Coinbase, one of the leading global cryptocurrency exchanges, has recently announced that it will no longer accept new staking assets from customers residing in four US states.
The decision comes as a result of ongoing regulatory conflicts involving the US Securities and Exchange Commission (SEC) and certain state regulators.
The SEC and state regulators have raised concerns regarding Coinbase’s staking program, alleging the sale of unregistered securities.
In fact, the SEC filed a lawsuit against Coinbase in June, accusing the exchange of violating securities laws through the introduction of a lending product that enables users to earn interest on their crypto assets.
Coinbase has strongly denied the classification of its staking and lending products as securities. The exchange argues that these offerings are fundamental to the growth and security of the decentralized crypto economy.
Furthermore, Coinbase has criticized the SEC for displaying hostility and uncertainty towards the crypto industry.

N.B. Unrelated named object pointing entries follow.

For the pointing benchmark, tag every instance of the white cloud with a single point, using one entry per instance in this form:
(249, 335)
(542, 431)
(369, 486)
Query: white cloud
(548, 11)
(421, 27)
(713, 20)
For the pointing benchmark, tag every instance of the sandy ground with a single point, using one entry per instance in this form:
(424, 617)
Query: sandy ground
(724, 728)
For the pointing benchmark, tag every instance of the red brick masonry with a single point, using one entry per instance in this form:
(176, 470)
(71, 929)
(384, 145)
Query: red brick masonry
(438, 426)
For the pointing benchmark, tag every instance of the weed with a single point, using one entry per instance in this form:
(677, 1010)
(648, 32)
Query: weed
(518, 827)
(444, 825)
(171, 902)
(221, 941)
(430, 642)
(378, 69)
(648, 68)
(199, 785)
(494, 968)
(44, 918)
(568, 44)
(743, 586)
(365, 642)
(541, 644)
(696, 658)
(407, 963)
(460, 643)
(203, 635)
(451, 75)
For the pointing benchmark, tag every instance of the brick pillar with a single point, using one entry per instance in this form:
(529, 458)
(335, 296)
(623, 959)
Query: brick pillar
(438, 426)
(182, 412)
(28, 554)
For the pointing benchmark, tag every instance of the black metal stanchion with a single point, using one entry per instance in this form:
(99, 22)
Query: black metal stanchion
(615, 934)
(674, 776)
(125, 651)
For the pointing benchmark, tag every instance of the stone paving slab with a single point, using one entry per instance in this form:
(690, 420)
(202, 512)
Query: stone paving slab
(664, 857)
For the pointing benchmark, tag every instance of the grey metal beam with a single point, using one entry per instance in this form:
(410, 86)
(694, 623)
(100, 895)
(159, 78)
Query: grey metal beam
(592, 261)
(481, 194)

In a recent blog post, Coinbase stated that it is actively collaborating with policymakers in various states to ensure the continued availability of its staking program for all customers.
However, orders issued by authorities in California, New Jersey, South Carolina, and Wisconsin have compelled Coinbase to cease processing new staking assets for residents of those states.

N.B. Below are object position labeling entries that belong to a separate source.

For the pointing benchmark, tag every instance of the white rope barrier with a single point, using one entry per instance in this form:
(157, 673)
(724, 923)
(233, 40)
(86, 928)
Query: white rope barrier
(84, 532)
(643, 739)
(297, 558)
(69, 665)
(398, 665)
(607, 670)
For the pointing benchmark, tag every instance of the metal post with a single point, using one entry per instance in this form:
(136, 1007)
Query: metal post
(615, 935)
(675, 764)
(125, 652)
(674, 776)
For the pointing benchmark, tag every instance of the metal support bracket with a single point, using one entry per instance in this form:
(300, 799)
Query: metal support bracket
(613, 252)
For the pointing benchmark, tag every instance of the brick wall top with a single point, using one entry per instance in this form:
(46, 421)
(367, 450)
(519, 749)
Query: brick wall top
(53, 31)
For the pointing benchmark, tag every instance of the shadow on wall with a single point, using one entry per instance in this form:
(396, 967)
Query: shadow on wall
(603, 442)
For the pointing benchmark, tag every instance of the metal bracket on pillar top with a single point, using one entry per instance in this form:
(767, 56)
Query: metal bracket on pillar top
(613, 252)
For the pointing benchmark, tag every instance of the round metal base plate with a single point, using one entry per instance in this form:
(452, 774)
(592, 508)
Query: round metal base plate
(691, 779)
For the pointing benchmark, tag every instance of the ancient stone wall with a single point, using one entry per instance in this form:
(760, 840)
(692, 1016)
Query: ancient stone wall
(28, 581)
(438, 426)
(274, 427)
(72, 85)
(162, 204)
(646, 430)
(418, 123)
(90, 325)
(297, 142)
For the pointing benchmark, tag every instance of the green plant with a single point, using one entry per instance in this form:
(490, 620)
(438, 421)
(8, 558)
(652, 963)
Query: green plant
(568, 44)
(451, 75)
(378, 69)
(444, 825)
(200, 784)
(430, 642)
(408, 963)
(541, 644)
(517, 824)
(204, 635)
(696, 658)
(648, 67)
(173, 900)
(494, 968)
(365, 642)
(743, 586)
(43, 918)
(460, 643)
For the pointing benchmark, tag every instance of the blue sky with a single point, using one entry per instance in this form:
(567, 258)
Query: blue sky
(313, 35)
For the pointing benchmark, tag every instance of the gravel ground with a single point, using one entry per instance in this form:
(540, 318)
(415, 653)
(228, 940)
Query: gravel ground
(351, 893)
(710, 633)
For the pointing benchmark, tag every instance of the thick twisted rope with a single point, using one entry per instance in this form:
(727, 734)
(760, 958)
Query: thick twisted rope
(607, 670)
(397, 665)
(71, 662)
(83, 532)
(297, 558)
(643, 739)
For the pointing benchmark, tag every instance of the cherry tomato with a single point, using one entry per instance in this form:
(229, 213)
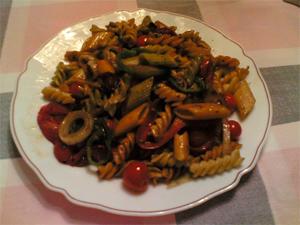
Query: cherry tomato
(49, 118)
(230, 101)
(235, 129)
(141, 41)
(135, 176)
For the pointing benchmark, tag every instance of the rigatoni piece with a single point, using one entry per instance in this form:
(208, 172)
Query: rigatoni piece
(108, 171)
(245, 99)
(201, 111)
(162, 123)
(54, 94)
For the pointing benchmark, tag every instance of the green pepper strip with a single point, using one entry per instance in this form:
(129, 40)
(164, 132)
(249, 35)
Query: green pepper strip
(139, 71)
(200, 83)
(102, 131)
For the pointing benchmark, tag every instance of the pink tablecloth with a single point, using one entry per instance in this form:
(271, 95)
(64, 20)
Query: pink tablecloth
(269, 32)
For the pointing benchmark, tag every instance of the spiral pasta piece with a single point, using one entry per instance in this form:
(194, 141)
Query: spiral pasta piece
(119, 95)
(165, 39)
(123, 150)
(166, 175)
(108, 171)
(226, 61)
(219, 165)
(162, 123)
(164, 159)
(56, 95)
(169, 95)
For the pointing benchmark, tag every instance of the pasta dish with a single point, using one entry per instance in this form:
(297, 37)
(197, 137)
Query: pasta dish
(143, 102)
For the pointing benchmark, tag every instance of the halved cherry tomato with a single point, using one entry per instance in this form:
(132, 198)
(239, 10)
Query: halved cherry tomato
(141, 41)
(49, 118)
(136, 177)
(230, 101)
(235, 129)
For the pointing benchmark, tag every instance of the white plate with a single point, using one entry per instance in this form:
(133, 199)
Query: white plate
(83, 188)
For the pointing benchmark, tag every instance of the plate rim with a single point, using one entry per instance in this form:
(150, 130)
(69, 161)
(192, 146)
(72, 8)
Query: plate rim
(171, 210)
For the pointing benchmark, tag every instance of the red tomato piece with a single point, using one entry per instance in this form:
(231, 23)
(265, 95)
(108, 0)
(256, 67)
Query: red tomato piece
(136, 177)
(49, 118)
(235, 129)
(230, 101)
(141, 41)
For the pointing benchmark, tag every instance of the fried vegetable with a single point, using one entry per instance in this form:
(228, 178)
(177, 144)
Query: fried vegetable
(104, 67)
(158, 60)
(201, 111)
(65, 129)
(128, 63)
(245, 99)
(181, 146)
(132, 119)
(139, 94)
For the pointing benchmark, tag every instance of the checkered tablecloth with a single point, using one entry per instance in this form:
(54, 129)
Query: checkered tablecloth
(269, 31)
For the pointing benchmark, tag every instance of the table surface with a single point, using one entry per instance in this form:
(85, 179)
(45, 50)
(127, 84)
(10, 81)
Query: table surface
(268, 30)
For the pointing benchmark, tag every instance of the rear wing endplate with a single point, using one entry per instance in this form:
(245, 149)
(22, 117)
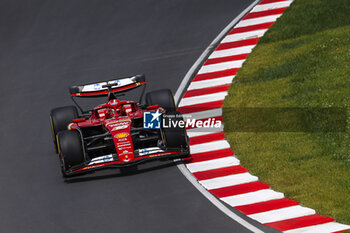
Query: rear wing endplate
(100, 89)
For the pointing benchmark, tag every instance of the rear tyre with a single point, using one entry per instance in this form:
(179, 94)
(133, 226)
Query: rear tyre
(70, 149)
(60, 118)
(164, 98)
(175, 136)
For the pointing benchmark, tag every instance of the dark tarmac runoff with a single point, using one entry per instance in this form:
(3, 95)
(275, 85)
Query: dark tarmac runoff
(47, 46)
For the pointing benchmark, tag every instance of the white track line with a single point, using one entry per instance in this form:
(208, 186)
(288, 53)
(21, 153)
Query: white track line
(212, 164)
(244, 36)
(203, 99)
(230, 180)
(209, 146)
(270, 6)
(210, 83)
(232, 52)
(221, 66)
(197, 132)
(204, 114)
(321, 228)
(259, 20)
(282, 214)
(252, 197)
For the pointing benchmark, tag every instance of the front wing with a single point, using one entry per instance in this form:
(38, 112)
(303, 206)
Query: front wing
(141, 156)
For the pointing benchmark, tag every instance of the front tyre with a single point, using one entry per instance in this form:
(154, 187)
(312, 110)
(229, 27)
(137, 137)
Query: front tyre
(70, 149)
(60, 118)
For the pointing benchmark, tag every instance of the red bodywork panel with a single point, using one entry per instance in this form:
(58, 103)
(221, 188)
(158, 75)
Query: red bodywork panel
(117, 117)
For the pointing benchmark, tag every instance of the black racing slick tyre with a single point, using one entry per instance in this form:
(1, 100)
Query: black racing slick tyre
(70, 149)
(60, 118)
(175, 136)
(164, 98)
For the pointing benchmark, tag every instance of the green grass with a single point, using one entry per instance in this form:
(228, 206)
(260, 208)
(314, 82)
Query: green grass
(303, 61)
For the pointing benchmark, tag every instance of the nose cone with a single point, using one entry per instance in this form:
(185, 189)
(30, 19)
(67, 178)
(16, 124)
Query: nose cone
(120, 131)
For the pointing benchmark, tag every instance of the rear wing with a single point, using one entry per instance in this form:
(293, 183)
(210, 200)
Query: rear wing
(102, 88)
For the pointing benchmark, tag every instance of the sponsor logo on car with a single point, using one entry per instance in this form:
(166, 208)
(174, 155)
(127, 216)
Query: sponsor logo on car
(121, 135)
(120, 127)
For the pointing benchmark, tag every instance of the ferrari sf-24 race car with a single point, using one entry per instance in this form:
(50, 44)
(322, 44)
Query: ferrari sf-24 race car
(114, 134)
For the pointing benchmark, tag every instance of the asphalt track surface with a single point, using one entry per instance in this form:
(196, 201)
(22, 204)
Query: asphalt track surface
(46, 46)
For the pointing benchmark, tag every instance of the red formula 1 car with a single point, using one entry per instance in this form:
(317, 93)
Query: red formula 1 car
(116, 134)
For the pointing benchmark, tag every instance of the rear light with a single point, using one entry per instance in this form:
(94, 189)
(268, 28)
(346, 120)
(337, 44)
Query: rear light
(153, 107)
(79, 120)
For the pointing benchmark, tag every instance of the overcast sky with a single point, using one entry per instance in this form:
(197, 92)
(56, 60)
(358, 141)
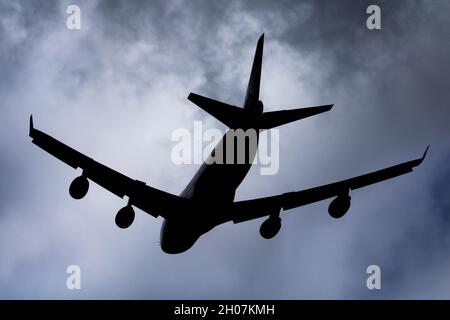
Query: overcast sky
(116, 89)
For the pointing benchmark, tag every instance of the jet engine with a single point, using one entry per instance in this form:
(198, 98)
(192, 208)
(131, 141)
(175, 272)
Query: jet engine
(270, 227)
(79, 187)
(125, 217)
(339, 206)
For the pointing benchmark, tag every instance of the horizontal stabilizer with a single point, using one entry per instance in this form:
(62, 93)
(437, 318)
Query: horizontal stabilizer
(228, 114)
(277, 118)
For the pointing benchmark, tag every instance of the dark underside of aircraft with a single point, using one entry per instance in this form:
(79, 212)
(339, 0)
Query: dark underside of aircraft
(208, 199)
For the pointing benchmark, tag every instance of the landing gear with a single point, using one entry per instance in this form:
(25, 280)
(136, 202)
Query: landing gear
(125, 217)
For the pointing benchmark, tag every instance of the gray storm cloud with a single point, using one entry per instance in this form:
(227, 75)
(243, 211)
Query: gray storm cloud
(117, 88)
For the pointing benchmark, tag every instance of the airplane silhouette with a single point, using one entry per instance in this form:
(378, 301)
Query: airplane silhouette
(208, 199)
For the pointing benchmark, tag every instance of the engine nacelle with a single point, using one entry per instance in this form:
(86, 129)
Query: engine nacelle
(270, 227)
(79, 187)
(125, 217)
(339, 206)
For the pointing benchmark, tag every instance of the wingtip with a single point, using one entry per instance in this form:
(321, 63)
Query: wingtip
(31, 125)
(425, 153)
(261, 38)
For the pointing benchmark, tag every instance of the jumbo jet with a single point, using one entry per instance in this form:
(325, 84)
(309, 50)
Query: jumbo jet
(208, 200)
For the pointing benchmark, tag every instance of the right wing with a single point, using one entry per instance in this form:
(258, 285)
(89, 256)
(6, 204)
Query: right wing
(151, 200)
(241, 211)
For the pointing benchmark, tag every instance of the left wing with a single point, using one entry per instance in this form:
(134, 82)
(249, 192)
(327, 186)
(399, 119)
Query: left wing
(153, 201)
(241, 211)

Existing customers who have already staked their crypto assets will not experience any disruption due to these orders. Coinbase assures affected customers that it will provide email notifications and further details in the help center regarding the situation.
Coinbase clarifies that its staking services will continue to operate as usual in states where legal proceedings are still ongoing, emphasizing that these actions only impact the four specified states.